Johns Hopkins Medicine says there are a few different types of food and drinks you might want to avoid if you’re focused on getting a good night’s sleep:

  • Caffeine: This one may feel obvious. Drinking coffee too close to your bedtime can make it pretty difficult to fall asleep. But Johns Hopkins points out that caffeine can be hiding in foods and drinks you might not expect including chocolate products, ice cream, breakfast cereals, and even coffee drinks that claim to be decaf. Some medications even contain caffeine.
  • Alcohol: Many people may believe that a nightcap can help them fall asleep faster, but the truth is that alcohol can be disruptive to your sleep. It can even increase your likelihood of sleepwalking, sleep talking, and memory issues.
  • Spicy foods: If you suffer from acid reflux, you may want to avoid spicy foods (or any other types of foods that trigger heartburn) close to bedtime as laying down will likely make the reflux worse. This can be especially important if you have sleep apnea, Johns Hopkins says.
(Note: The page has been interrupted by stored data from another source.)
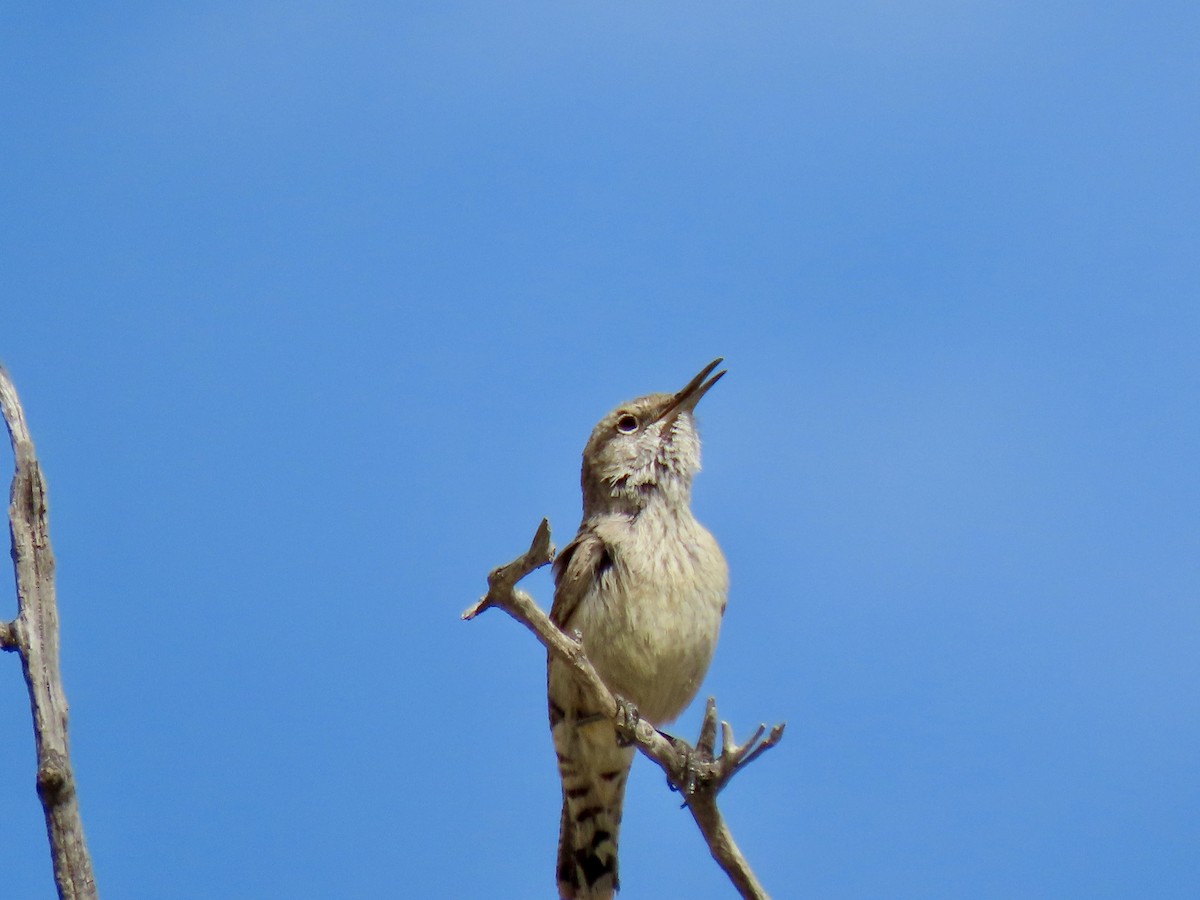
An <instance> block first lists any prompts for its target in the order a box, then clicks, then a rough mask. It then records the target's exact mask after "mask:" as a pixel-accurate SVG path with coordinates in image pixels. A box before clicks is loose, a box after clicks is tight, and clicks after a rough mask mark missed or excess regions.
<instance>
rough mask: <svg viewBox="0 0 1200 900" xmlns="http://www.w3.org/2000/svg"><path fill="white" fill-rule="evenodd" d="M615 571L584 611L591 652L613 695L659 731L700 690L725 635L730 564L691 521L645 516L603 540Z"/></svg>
mask: <svg viewBox="0 0 1200 900" xmlns="http://www.w3.org/2000/svg"><path fill="white" fill-rule="evenodd" d="M601 536H602V538H604V539H605V542H606V545H607V546H608V548H610V553H611V557H612V565H611V566H610V568H608V570H607V571H606V572H605V574H604V575H602V576H601V578H600V580H599V581H598V583H596V586H595V590H594V592H590V593H592V595H590V596H588V598H587V599H586V601H584V602H583V604H582V605H581V610H580V612H581V616H580V622H578V625H580V630H581V631H582V634H583V642H584V648H586V652H587V654H588V658H589V659H590V660H592V662H593V665H594V666H595V667H596V671H598V673H599V674H600V677H601V678H602V679H604V680H605V683H606V684H607V685H608V688H610V689H611V690H613V691H614V692H616V694H618V695H620V696H622V697H623V698H625V700H628V701H630V702H631V703H634V704H635V706H636V707H637V708H638V710H640V712H641V714H642V715H644V716H646V718H647V719H649V720H650V721H653V722H654V724H656V725H658V724H664V722H668V721H671V720H672V719H674V718H676V716H678V715H679V713H680V712H683V709H684V707H686V706H688V703H690V702H691V698H692V697H694V696H695V695H696V691H697V690H698V689H700V683H701V680H702V679H703V677H704V673H706V672H707V670H708V664H709V661H710V660H712V658H713V650H714V648H715V646H716V636H718V632H719V631H720V624H721V613H722V611H724V607H725V598H726V592H727V584H728V575H727V569H726V565H725V558H724V557H722V556H721V551H720V548H719V547H718V546H716V541H715V540H714V539H713V536H712V535H710V534H709V533H708V532H707V530H706V529H704V528H703V527H702V526H701V524H700V523H697V522H696V521H695V520H694V518H691V516H690V515H688V516H686V517H683V518H682V520H680V518H679V517H666V516H640V517H637V518H636V520H631V521H626V522H618V523H616V524H614V527H610V528H605V529H604V532H602V533H601Z"/></svg>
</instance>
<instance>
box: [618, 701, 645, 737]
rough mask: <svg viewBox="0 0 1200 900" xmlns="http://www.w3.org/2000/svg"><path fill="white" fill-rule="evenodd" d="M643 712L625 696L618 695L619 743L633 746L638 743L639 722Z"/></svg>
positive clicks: (618, 724) (641, 718)
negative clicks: (631, 702) (639, 709)
mask: <svg viewBox="0 0 1200 900" xmlns="http://www.w3.org/2000/svg"><path fill="white" fill-rule="evenodd" d="M640 721H642V714H641V713H638V712H637V707H635V706H634V704H632V703H630V702H629V701H628V700H625V698H624V697H617V721H616V725H617V745H618V746H631V745H632V744H634V743H636V737H635V736H636V733H637V724H638V722H640Z"/></svg>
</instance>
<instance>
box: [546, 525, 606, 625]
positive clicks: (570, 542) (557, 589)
mask: <svg viewBox="0 0 1200 900" xmlns="http://www.w3.org/2000/svg"><path fill="white" fill-rule="evenodd" d="M611 566H612V553H611V552H610V550H608V545H607V544H605V541H604V539H602V538H601V536H600V535H598V534H596V533H595V532H594V530H592V529H590V528H587V527H583V528H580V533H578V534H576V535H575V538H574V539H572V540H571V542H570V544H568V545H566V546H565V547H563V552H562V553H559V554H558V557H557V558H556V559H554V602H553V605H552V606H551V607H550V620H551V622H553V623H554V624H556V625H558V628H560V629H563V630H565V629H566V628H568V625H569V624H570V623H571V619H572V618H574V617H575V612H576V611H577V610H578V608H580V604H581V602H582V601H583V598H584V596H586V595H587V593H588V590H590V589H592V587H593V586H594V584H595V583H596V581H598V580H599V578H600V576H601V575H602V574H604V571H605V570H606V569H608V568H611Z"/></svg>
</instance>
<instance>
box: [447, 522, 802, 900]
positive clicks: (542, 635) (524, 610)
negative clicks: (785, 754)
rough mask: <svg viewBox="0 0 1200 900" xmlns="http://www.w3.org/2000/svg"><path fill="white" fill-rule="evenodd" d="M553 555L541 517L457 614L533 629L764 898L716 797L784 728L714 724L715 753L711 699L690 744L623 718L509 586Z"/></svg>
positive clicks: (715, 704)
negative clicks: (718, 733) (493, 620)
mask: <svg viewBox="0 0 1200 900" xmlns="http://www.w3.org/2000/svg"><path fill="white" fill-rule="evenodd" d="M553 559H554V547H553V545H552V544H551V542H550V523H548V522H547V521H546V520H545V518H544V520H542V521H541V524H540V526H539V527H538V532H536V534H535V535H534V539H533V542H532V544H530V545H529V550H528V551H526V553H523V554H522V556H520V557H517V558H516V559H514V560H512V562H511V563H509V564H508V565H502V566H500V568H498V569H493V570H492V572H491V574H490V575H488V576H487V594H486V596H484V598H481V599H480V600H479V601H478V602H476V604H474V605H473V606H470V607H468V608H467V610H466V611H464V612H463V613H462V618H463V619H467V620H469V619H473V618H475V617H476V616H478V614H479V613H481V612H484V611H485V610H487V608H488V607H492V606H496V607H499V608H500V610H504V612H506V613H508V614H509V616H511V617H512V618H515V619H516V620H517V622H520V623H521V624H522V625H524V626H526V628H528V629H529V630H530V631H533V634H534V637H536V638H538V640H539V641H540V642H541V643H542V644H545V647H546V648H547V649H548V650H550V652H551V653H553V654H556V655H557V656H559V658H560V659H563V660H564V661H566V662H569V664H570V665H571V666H572V667H574V670H575V673H576V677H577V678H578V680H580V684H582V685H583V686H584V689H586V690H588V691H590V692H592V695H593V696H594V698H595V701H596V704H598V706H599V708H600V710H601V712H602V713H604V715H606V716H608V718H610V719H612V720H613V724H614V725H616V726H617V728H618V730H619V731H620V732H622V734H623V736H624V737H625V738H628V739H629V740H630V742H632V743H634V744H636V745H637V749H638V750H641V751H642V754H644V755H646V756H648V757H649V758H650V760H653V761H654V762H655V763H656V764H658V766H659V768H661V769H662V772H664V773H665V774H666V776H667V782H668V784H670V785H671V787H672V788H674V790H677V791H679V792H680V793H682V794H683V797H684V800H685V804H686V806H688V809H689V811H690V812H691V815H692V818H695V820H696V824H697V826H698V827H700V830H701V833H702V834H703V835H704V840H706V842H707V844H708V848H709V851H710V852H712V854H713V859H715V860H716V863H718V864H719V865H720V866H721V869H724V870H725V874H726V875H728V877H730V881H732V882H733V886H734V887H736V888H737V889H738V893H740V894H742V896H743V898H752V899H754V900H762V899H763V898H767V892H766V890H763V888H762V886H761V884H760V883H758V880H757V878H755V875H754V872H752V871H751V869H750V865H749V863H746V860H745V857H743V856H742V852H740V851H739V850H738V846H737V844H734V841H733V835H732V834H730V829H728V828H727V827H726V824H725V820H724V817H722V816H721V812H720V810H719V809H718V806H716V794H718V793H720V791H721V788H722V787H725V785H726V784H728V781H730V779H732V778H733V775H734V774H737V772H738V770H739V769H740V768H742V767H744V766H746V764H749V763H750V762H752V761H754V760H756V758H757V757H758V756H760V755H761V754H763V752H764V751H766V750H769V749H770V748H772V746H774V745H775V744H778V743H779V740H780V739H781V738H782V737H784V726H782V725H776V726H775V727H774V728H772V730H770V733H768V734H767V736H766V737H763V733H764V732H766V726H762V725H760V726H758V730H757V731H756V732H755V733H754V734H752V736H751V738H750V739H749V740H746V742H745V743H744V744H737V743H736V742H734V739H733V731H732V728H731V727H730V725H728V722H721V736H722V740H721V750H720V752H716V703H715V701H714V700H713V698H712V697H709V700H708V707H707V708H706V710H704V721H703V725H702V726H701V732H700V739H698V740H697V742H696V746H691V745H690V744H688V743H686V742H685V740H680V739H679V738H672V737H667V736H665V734H664V733H662V732H660V731H659V730H658V728H655V727H654V726H653V725H652V724H650V722H648V721H646V720H644V719H641V720H638V721H636V722H629V721H628V719H626V714H625V710H626V707H625V706H624V704H623V703H622V702H620V701H619V700H618V698H617V697H616V696H613V694H612V691H610V690H608V688H607V686H605V683H604V682H602V680H600V676H599V674H596V671H595V668H593V666H592V664H590V662H589V661H588V658H587V656H586V655H584V653H583V644H582V643H581V642H580V641H577V640H575V638H574V637H571V636H569V635H565V634H563V631H560V630H559V629H558V628H557V626H556V625H554V624H553V623H552V622H551V620H550V617H548V616H546V613H544V612H542V611H541V608H539V606H538V604H535V602H534V600H533V598H530V596H529V595H528V594H527V593H524V592H523V590H518V589H517V588H516V584H517V582H518V581H521V580H522V578H523V577H524V576H527V575H529V572H532V571H534V570H536V569H540V568H541V566H544V565H546V564H547V563H551V562H553Z"/></svg>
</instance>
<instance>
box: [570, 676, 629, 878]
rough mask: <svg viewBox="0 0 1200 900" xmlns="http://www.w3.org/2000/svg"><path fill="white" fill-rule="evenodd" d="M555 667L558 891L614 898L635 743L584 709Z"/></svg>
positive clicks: (606, 719)
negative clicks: (560, 782)
mask: <svg viewBox="0 0 1200 900" xmlns="http://www.w3.org/2000/svg"><path fill="white" fill-rule="evenodd" d="M553 668H554V666H553V664H552V666H551V670H552V671H551V678H550V685H551V692H550V725H551V732H552V734H553V738H554V751H556V754H557V756H558V773H559V775H560V778H562V779H563V816H562V823H560V827H559V833H558V872H557V874H558V895H559V898H566V899H569V900H611V898H612V895H613V894H614V893H616V890H617V888H618V887H619V882H618V877H617V835H618V830H619V829H620V812H622V805H623V803H624V799H625V780H626V778H628V775H629V767H630V763H632V761H634V748H631V746H619V745H618V744H617V732H616V730H614V728H613V726H612V724H611V722H610V721H608V720H607V719H605V718H602V716H595V715H590V714H589V713H588V712H587V710H583V709H582V708H581V706H580V702H578V701H580V697H578V694H577V691H576V690H575V685H574V684H571V683H570V682H569V680H568V679H570V676H569V674H568V673H565V672H563V673H557V672H554V671H553ZM557 674H563V676H565V677H564V678H556V676H557Z"/></svg>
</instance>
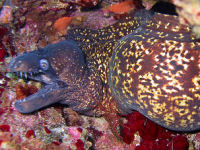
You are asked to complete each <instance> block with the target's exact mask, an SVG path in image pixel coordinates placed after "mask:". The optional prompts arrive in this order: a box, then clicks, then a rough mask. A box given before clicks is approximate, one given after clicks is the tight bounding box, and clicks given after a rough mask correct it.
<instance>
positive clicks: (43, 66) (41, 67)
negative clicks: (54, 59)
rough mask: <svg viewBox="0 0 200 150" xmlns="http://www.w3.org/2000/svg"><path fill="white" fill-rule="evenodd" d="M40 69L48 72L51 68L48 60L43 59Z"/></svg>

  • High-fat and high-protein foods: Studies have shown that a high-fat diet may lead to disrupted sleep at night and increased sleepiness during the day. Foods with a lot of protein — like steak and chicken — may also be disruptive to sleep if consumed too close to bedtime because they take a long time to digest.

A light snack before bed can help you fall asleep, but in general, it is not recommended that you eat a large meal too close to bedtime. You need to give your body time to digest.